O longa percorreu um caminho notável no cinema e na TV. Desde sua versão inicial em 1937 com Janet Gaynor e Fredric March, a obra foi reproduzida quatro vezes: em 1951 como uma adaptação para a televisão com Kathleen Crowley e Conrad Nagel; em 1954 com Judy Garland e James Mason; em 1976 com Barbra Streisand e Kris Kristofferson; e em 2018 com Lady Gaga e Bradley Cooper.
O mais impressionante é que, ao longo dessas décadas, o roteiro permaneceu notavelmente coerente em sua essência. A ideia principal continua a mesma: um artista conhecido, porém em queda, encontra uma jovem, alavanca a trajetória profissional dela enquanto a sua desmorona por dificuldades pessoais. As modificações são superficiais, mais ao contexto cultural e ao ambiente artístico de cada período do que mudando a narrativa.
A versão original e os remakes
A versão original de 1937 está totalmente conectada ao sistema de estúdios de Hollywood, ilustrando uma indústria que converte uma garota comum em uma estrela fabricada. O longa-metragem teve sete nomeações ao Oscar, incluindo a de Melhor Filme, criando as bases para o que se tornaria um clássico recontado ao longo das gerações.
A versão de 1954 ampliou significativamente a dimensão musical, com Judy Garland levando sua vivência pessoal de dificuldades com estúdios e vícios ao personagem. Garland era vista como forte concorrente ao Oscar, mas foi superada por Grace Kelly em uma das maiores controvérsias da história da premiação.

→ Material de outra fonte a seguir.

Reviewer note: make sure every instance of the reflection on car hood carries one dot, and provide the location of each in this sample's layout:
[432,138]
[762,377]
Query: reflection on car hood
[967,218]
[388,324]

Em 1976, a versão aproveitou a contracultura rock dos anos 70, apresentando uma estética visual áspera e atuações musicais vibrantes. Barbra Streisand não apenas foi a protagonista, mas também teve um controle criativo significativo como produtora executiva. A trilha sonora comercializou milhões de exemplares nos EUA, e “Evergreen” recebeu o Oscar de Melhor Canção Original.
Uma aposta econômica
A continuidade ao longo de décadas suscita uma dúvida relevante: por que Hollywood continua a recontar essa narrativa específica? Cada edição evidenciou a viabilidade comercial da história, com lucros progressivamente mais significativos. A edição de 1976 converteu um orçamento de U$6 milhões em U$80 milhões de receita global, enquanto a de 2018, com um investimento de U$36 milhões, obteve impressionantes U$436 milhões em todo o mundo.
Com certeza, o segredo da máquina de produção é a repetição da fórmula vencedora. A versão original, lançada em 1937, foi produzida pela Warner Bros. Já o remake de 1954 contou com a produção da tradicional Metro-Goldwyn-Mayer (MGM). Em 1976, a Warner Bros. voltou a assumir a produção. Por fim, a versão de 2018 foi realizada por um consórcio de estúdios e empresas: Warner Bros., Live Nation Productions, Metro-Goldwyn-Mayer (MGM), Peters Entertainment e Gerber Pictures. Longe de ser apenas um rodízio criativo entre estúdios, essa ação parece claramente uma estratégia para preservar o controle sobre uma narrativa que já se demonstrou lucrativa.
Mais que uma mera aposta econômica, o filme pode ser visto como um espelho das inquietações culturais acerca da fama e da identidade que cada geração vive. Na época das mídias sociais e dos fenômenos instantâneos, o último remake parece ser especialmente relevante, interrogando o que define autenticidade artística em um período de música gerada digitalmente e fama criada por algoritmos.
Quem vai ser a próxima estrela?
Independentemente do destino dessa produção, é improvável que seja o último suspiro de Hollywood. Em uma entrevista, o apresentador da TMC Ben Mankiewicz brincou que o próximo “A Star Is Born” será lançado em 2027 e terá apenas Kardashians no elenco. No final das contas, a sátira acerta em cheio porque o antigo mito da fama ganhou uma nova versão, agora menos relacionada ao talento e mais à presença. A imagem da estrela já não requer canto, atuação, basta ser visível o suficiente.
Ao nos perguntarmos por que Hollywood persiste em refazer “Nasce uma Estrela”, a resposta pode estar no título: cada geração necessita vivenciar o surgimento de sua própria estrela, com as vitórias e desventuras que esse processo inevitavelmente acarretam. É um roteiro que, ironicamente, parece se sustentar tão bem quanto as atuações icônicas que o deram vida repetidamente ao longo de quase um século. Com um elenco 100% Kardashian, talvez a única coisa que nasce mesmo… seja o marketing.